Account expiry: Account expiry is separate from points expiry, although similar criteria may apply. An account expires when there is a prolonged, specified period of inactivity. Note that account expiry does not necessarily trigger a points sweep, as the age of the account and the age of the points may differ.
As points approach expiry, the system sends a series of messages encouraging the member to take action that would reset the expiry clock. The simplest action is a purchase, but clients can configure other events that also reset the clock — for example: redemptions, points transfers, earning a badge, loading offers, completing a survey, completing registration, and more. An activity can also be a system-recognized event such as a status change, profile change, opting into email, or linking to another member or business unit.
Expiry exemption
This feature lets a program administrator exempt certain account categories from the inactivity-based account expiry process as a program benefit — for example, "no expiry of points for partner-linked accounts."

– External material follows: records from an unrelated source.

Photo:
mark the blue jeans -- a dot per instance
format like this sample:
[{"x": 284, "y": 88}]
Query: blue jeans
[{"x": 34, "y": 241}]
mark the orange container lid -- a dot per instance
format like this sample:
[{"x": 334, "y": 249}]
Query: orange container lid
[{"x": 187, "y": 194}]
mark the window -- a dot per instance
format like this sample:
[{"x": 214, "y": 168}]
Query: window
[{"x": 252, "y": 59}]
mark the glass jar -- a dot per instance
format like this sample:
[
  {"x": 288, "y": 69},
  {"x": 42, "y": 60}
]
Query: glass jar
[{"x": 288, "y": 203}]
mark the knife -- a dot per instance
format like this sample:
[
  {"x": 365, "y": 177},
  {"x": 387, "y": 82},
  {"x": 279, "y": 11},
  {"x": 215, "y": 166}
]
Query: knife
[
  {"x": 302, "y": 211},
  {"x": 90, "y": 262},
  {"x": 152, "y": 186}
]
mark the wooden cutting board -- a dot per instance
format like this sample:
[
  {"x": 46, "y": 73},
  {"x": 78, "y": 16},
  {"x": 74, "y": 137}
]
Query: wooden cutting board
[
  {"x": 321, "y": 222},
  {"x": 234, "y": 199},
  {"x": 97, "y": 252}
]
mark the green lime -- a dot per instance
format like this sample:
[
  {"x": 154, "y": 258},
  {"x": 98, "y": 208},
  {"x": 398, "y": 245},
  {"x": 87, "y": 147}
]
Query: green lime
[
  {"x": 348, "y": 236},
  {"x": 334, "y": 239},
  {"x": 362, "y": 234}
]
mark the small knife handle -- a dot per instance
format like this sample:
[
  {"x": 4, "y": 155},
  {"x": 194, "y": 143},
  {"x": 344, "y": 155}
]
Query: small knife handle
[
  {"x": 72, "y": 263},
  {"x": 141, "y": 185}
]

A program administrator may want to exempt select members from inactivity-based account and balance expiry to provide a differentiated member experience. The goal is to allow certain members' points to never expire, regardless of their activity with the program. This lets the client market the benefit to members — for example: "Link to Megabank and your points and account will never expire."
ES Loyalty uses queries to identify accounts approaching the expiry threshold. It then checks whether the account is flagged for exemption under specific conditions — for example, whether the account is linked to a partner — and exempts qualifying accounts from account and point expiry.

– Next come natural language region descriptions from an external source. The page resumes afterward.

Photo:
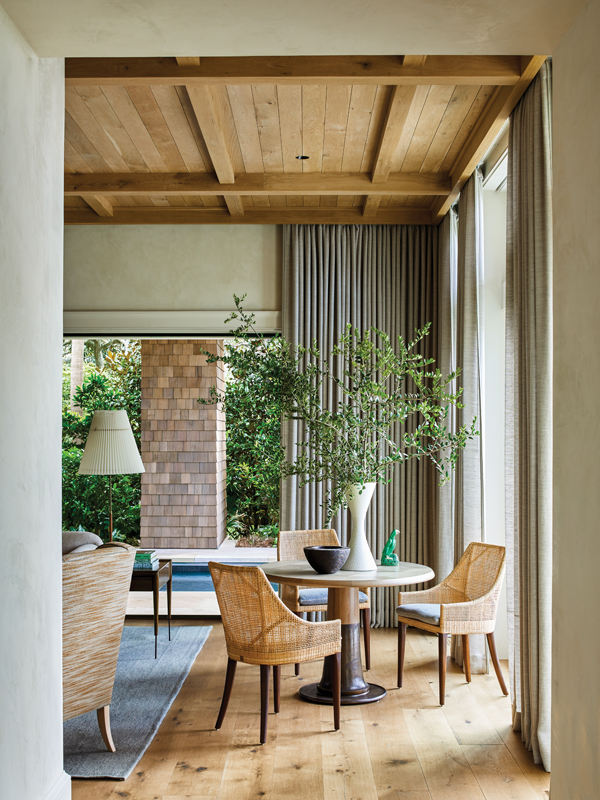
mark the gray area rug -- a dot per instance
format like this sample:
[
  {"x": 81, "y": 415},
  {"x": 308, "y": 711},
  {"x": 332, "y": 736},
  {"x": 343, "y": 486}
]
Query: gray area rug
[{"x": 144, "y": 690}]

This feature currently applies to Last Activity Date (LAD) expiry only, not to First-In, First-Out (FIFO) expiry.
Currency expiry logic (FIFO)
This feature supports configurable business rules to manage the expiration of points based on first-in, first-out (FIFO) logic.
With FIFO expiry, the system redeems or expires the oldest rewards first, then the next oldest, and so on. This prevents the system from redeeming the newest points while expiring the oldest, and also allows partial expiry rather than expiring the entire balance. Note: today, ESI expires the entire account balance, and redemption is not linked to individual transactions.
Annual point expiry
Points earned in a preceding year can be expired once annually.
Previously, the system could expire a member's accumulated points on a monthly basis. This functionality has been expanded to allow annual expiry based on client preferences. For example, a client may choose to sweep all accumulated points from existing accounts on the first day of February each year. Members can redeem their points right up until the sweep date, after which reward point accumulation starts again from zero in the following year.
Point expiry prevents large point balances (and corresponding liabilities) from accumulating, and encourages customer engagement through the redemption process.
Delayed transactions
This feature processes transactions and calculates potential point earnings, but does not release those points until the transaction is confirmed — for example, due to payment or fulfillment delays.
Clients may need to process transactions that only become permanent after other processes complete. The delay applies to the reward given to the customer. Two types of delay are supported:
- Payment — The system logs the transaction against the customer account, but does not award points until all items in the order have been paid for.
- Fulfillment — The system logs the transaction against the customer account, but does not award points until all items in the order have been fulfilled. Depending on the client, this may be when the order is packaged for delivery, when it ships, or when it is delivered to the customer.